これはあれだな。落ち込んでいるアイギスを厳しい言葉ではあるが励ましている感じだな。
お前そういう事できるのか。意外だ。
リエールが続ける。
「じゃあ良いこと教えてあげる。ユリウスとカタリナだけ洗脳にかからなかったでしょう。それは庭にいる魔族の蜜を飲んだからなの」
「なに……?」
怪訝な顔をするアイギスに、リエールが囁くように言う。
「効くかどうか分からない変な訓練をするよりよほど確実に洗脳への耐性を得られるよ。まぁお願いしたって簡単には出してくれないだろうけど……あ、そうだ」
たった今思いついたとばかりに手を叩き、視線を庭へと通じる裏口へ向ける。
「体に傷でもつければ出るかもね。樹液とかも幹につけた傷から染み出すでしょ」
アイギスが素早く剣を抜いた。
「なるほど」
呟くと、凄まじい勢いで地面を蹴って裏庭へと飛び出していく。あまりにも一瞬の出来事で、俺が口を挟む余地など無かった。

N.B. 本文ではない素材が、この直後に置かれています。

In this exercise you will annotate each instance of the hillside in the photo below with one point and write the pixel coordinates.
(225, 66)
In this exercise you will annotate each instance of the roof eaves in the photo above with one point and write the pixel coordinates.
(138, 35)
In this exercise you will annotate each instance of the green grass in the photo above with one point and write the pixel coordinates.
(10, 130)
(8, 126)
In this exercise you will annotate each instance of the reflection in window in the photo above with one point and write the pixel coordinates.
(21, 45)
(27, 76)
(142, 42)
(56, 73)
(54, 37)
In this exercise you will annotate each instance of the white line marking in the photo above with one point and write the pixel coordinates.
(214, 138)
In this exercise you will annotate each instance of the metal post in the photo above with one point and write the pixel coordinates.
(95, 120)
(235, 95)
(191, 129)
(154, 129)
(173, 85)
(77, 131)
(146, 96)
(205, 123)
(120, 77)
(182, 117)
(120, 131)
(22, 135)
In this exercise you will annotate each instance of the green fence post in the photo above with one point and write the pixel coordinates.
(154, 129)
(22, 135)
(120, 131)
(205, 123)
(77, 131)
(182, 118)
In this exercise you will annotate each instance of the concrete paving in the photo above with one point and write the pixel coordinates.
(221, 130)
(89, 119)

いや、理屈は分かる。そしてアイギスは強い。とはいえマーガレットちゃんに傷をつけるのは普通に無理では……?
俺は裏口の扉を少し開けて外の様子を窺う。裏庭ではアイギスとマーガレットちゃんが壮絶な戦いを繰り広げていた。マーガレットちゃんが凄いのは当然だ。人間一人の力で魔族に傷を負わせるのはやはり難しいだろう。

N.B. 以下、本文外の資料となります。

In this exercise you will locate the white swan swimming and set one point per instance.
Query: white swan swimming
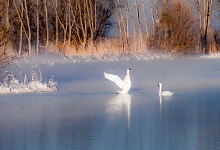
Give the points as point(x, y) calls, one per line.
point(164, 93)
point(124, 85)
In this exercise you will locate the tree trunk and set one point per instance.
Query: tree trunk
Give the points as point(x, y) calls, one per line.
point(57, 30)
point(37, 46)
point(29, 28)
point(47, 23)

とはいえ、アイギスの動きも十分に人間離れしている。どちらの動きも俺の目にはとても追えない。ずっと見ていると目が回りそうだ。
「大事なのは――」
俺の脇から白い腕がぬっと伸びる。
反射的に振り向くと、すぐそばに迫ったパステルカラーの虹彩が視界に飛び込んできた。
「“自分の意思でその行動を選択した”って思い込ませること」
飛び上がった心臓の鼓動が聞こえていやしないか心配になるほど近い。
すぐ後ろでガチャリと音がした。
「仰々しい魔法も薬品も暴力も有効な手ではあるけど、方法はなにもそれだけじゃない」
視線だけを動かして扉を確認する。音の正体をなんとなく察してはいたが、やはりそうだった。リエールの白い腕が裏口に通じる扉を閉め、鍵を回した。
視線を戻す。すぐそばに迫ったパステルカラーの瞳がスッと細くなる。口元が緩む。
思わず体を仰け反らせるが、後頭部に走る冷たく固い感触が退路を断たれたという事実を俺に思い出させた。扉はすでに閉められている。
耳元に唇を寄せたパステルイカれ女が囁くように言う。
「やっと二人っきりになれたね」
ガチガチと奥歯が鳴る。全身の毛が逆立つ。頭は熱いのに背筋は氷で撫でられたようにゾワゾワする。
リエールの言葉を頭の中で繰り返し、愕然とした。